One of the truths about robust oral health is something that not all patients may recognize –the fact  that your teeth, when they are healthy, should not hurt. If they DO it’s important to have them examined by your cosmetic dentist to ensure that any problems are quickly addressed before significant damage occurs.

Root exposure is an example of a problem that can develop over time, then cause pain once it is fully established. Gum disease, such as gingivitis or periodontitis, can lead to the recession, or pulling away, of the gums from your teeth, which can expose the tooth root. Roots are not intended to be exposed, so they do not have the protective covering of enamel that the visible exterior of the teeth have. This means that they are vulnerable to infection or injury once they are exposed.

If your tooth root has been exposed, then you may experience tooth sensitivity – which often arrives as a sudden, sharp flash of pain when the tooth is exposed to air, cold, sweet, acidic or hot foods. Brushing and flossing can also cause pain if you have a root exposure.

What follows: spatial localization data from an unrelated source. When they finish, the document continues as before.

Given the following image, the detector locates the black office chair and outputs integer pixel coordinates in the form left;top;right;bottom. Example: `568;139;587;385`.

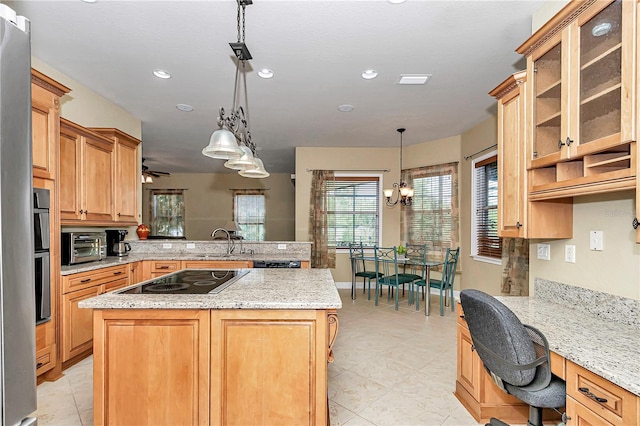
460;289;566;426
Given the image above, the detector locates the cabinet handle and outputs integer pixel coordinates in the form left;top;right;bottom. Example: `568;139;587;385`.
558;139;565;149
36;362;43;369
80;278;91;283
459;315;465;319
633;217;639;229
578;387;608;403
565;137;573;146
113;271;123;275
79;209;85;214
158;266;170;269
516;222;522;229
117;212;121;217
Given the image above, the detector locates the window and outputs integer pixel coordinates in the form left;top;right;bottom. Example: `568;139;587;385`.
149;189;185;237
472;152;502;262
402;162;459;256
233;190;266;241
326;176;381;248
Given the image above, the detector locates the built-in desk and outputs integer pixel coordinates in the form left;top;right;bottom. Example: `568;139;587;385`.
455;279;640;425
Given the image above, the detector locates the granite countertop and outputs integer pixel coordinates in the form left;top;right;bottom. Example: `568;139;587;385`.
79;268;342;310
61;253;310;275
496;296;640;397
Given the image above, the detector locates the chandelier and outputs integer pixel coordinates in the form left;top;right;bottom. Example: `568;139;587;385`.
384;128;413;207
201;0;269;178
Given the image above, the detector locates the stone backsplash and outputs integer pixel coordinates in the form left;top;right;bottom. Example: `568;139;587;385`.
127;240;311;258
535;278;639;327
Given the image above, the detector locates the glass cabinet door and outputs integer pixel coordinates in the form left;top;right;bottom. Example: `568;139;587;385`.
577;0;623;148
532;40;563;161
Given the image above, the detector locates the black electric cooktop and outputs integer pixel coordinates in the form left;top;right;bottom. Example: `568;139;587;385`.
119;269;249;295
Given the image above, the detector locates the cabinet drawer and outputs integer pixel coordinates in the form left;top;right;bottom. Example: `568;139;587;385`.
36;346;54;375
150;261;181;273
566;361;637;425
102;277;130;293
63;264;128;293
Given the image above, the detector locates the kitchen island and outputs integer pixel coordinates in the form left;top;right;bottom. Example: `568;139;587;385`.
80;268;341;426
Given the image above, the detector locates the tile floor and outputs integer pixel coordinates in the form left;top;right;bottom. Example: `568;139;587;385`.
36;288;482;426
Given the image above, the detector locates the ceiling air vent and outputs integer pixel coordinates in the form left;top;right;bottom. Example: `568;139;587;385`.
398;74;432;85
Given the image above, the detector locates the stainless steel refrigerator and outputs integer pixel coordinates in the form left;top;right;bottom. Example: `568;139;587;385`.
0;3;38;425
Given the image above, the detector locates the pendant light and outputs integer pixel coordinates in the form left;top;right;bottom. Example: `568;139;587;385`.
384;128;413;207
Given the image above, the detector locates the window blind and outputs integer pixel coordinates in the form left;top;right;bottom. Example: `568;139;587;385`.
405;174;453;251
149;189;185;237
234;192;266;241
326;177;380;248
474;155;501;258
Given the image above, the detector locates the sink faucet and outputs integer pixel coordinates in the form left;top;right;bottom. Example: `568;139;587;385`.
211;228;235;255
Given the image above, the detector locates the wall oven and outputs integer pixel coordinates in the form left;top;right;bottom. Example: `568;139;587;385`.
33;188;51;324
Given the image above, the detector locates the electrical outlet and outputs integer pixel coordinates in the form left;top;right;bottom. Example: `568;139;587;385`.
277;244;287;250
162;243;172;249
536;243;550;260
186;243;196;249
564;245;576;263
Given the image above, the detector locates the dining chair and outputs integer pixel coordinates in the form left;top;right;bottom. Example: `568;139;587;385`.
429;247;460;315
374;246;414;310
349;242;382;300
398;243;427;305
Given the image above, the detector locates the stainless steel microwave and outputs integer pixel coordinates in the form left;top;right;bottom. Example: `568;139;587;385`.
61;232;106;265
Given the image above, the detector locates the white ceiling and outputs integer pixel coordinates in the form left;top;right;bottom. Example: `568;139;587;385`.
11;0;545;174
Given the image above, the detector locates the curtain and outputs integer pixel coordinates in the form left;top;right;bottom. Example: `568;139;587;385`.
401;161;459;256
308;170;336;268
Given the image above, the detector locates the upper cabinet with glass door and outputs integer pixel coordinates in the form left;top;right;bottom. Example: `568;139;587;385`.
518;0;637;199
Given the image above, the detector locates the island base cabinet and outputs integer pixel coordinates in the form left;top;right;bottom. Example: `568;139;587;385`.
210;310;329;426
93;310;210;426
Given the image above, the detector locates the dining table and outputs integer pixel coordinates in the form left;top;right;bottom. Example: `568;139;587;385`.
350;253;444;316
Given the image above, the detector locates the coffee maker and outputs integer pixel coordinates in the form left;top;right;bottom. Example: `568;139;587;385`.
105;229;131;257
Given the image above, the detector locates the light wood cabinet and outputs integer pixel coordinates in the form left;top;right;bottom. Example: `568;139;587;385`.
90;128;141;225
60;118;115;224
128;261;142;284
61;265;130;364
491;71;573;239
517;0;637;200
142;260;182;280
454;303;531;423
93;309;211;426
31;70;69;181
565;360;638;425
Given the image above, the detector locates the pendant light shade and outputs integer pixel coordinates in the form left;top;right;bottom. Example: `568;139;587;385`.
202;128;244;160
224;145;257;170
238;157;270;178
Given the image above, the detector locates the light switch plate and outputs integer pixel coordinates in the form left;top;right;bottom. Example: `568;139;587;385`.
536;243;550;260
564;245;576;263
590;231;603;251
162;243;172;249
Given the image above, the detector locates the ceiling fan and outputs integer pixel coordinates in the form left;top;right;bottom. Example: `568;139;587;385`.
141;158;170;183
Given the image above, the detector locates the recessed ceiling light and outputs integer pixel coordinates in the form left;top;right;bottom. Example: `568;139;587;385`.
362;69;378;80
153;69;171;79
398;74;432;85
176;104;193;112
258;68;274;79
337;104;354;112
388;0;407;4
592;22;612;37
81;0;98;3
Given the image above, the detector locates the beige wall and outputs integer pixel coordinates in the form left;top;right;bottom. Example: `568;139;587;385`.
142;173;295;241
32;58;141;139
459;117;504;294
295;137;461;284
529;191;640;299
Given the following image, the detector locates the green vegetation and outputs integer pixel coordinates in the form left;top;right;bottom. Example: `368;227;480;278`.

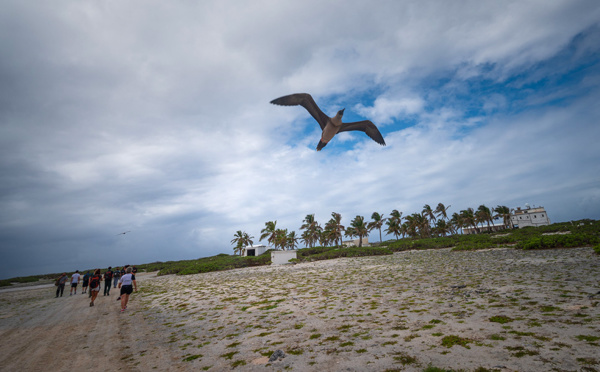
441;335;472;348
489;315;514;324
0;276;42;287
182;354;203;362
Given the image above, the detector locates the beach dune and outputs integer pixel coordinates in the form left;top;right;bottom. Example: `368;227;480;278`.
0;247;598;371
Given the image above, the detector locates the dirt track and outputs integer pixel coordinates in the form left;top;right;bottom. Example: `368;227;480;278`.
0;273;174;371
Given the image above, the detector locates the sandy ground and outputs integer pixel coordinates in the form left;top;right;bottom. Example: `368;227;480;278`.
1;247;599;372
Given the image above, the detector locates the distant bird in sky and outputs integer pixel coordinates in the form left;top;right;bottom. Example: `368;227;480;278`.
270;93;386;151
116;231;131;236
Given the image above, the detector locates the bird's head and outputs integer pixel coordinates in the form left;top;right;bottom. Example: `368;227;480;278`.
337;108;345;117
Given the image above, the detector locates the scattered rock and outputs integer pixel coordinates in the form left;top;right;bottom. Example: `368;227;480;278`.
269;349;286;362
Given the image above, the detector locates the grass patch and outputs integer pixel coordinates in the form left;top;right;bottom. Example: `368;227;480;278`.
182;354;203;362
220;351;238;360
393;352;418;365
576;335;600;343
441;335;472;348
489;315;513;324
231;360;246;368
505;346;539;358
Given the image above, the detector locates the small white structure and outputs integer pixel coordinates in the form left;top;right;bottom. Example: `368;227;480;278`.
342;237;369;247
511;205;551;228
462;223;507;235
242;245;270;257
271;250;297;265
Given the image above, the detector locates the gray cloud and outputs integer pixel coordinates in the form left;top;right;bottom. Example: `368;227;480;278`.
1;0;599;278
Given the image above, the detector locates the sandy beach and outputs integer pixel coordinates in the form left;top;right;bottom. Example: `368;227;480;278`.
1;247;599;371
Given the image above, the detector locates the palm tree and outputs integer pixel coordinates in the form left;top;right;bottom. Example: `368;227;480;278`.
287;231;299;250
273;228;288;250
260;221;277;246
319;230;332;247
493;205;512;229
477;204;493;231
390;209;403;224
344;226;357;244
300;214;321;248
300;229;314;248
348;215;371;247
325;212;345;247
231;230;254;255
435;203;451;221
422;204;436;223
434;219;450;237
368;212;386;243
384;217;401;240
460;208;478;234
450;212;464;235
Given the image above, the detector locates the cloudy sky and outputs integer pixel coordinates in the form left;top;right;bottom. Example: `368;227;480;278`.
1;1;599;279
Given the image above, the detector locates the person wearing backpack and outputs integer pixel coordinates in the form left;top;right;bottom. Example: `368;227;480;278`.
112;267;121;288
55;273;68;298
82;271;91;294
103;267;113;296
89;269;102;307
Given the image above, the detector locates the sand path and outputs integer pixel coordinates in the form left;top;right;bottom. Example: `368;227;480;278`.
0;273;172;371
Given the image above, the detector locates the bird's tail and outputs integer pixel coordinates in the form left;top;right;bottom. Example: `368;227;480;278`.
316;140;327;151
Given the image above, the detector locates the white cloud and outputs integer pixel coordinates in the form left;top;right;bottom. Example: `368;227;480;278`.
1;0;599;278
355;96;425;125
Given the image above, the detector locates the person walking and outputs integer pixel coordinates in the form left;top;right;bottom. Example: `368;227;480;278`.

Your cosmetic dentist can help you determine the cause of your root exposure and the best way to correct it. There are several primary ways to fix an exposed root:

  • Onlays/fillings – Depending on where and how the root is exposed, your cosmetic dentist may be able to use flowable filling material to cover the root or a partial coverage onlay.
  • A full-coverage crown – If a filling or onlay won’t properly protect the exposed root, a full-coverage crown can protect your entire natural tooth from additional decay or injury.
  • Surgical gum graft – If fixing the exposed tooth root can’t be achieved through providing protection to the tooth root through a crown or filling, the gums can also be grafted near the affected area to protect the root and reduce sensitivity.

“You don’t have to live with tooth sensitivity due to root exposure! Your cosmetic dentist can recommend a solution that will reduce your discomfort and protect your teeth and gums,” says Dr. Carol Ford, a cosmetic dentist with a practice in the Biltmore area of central Phoenix.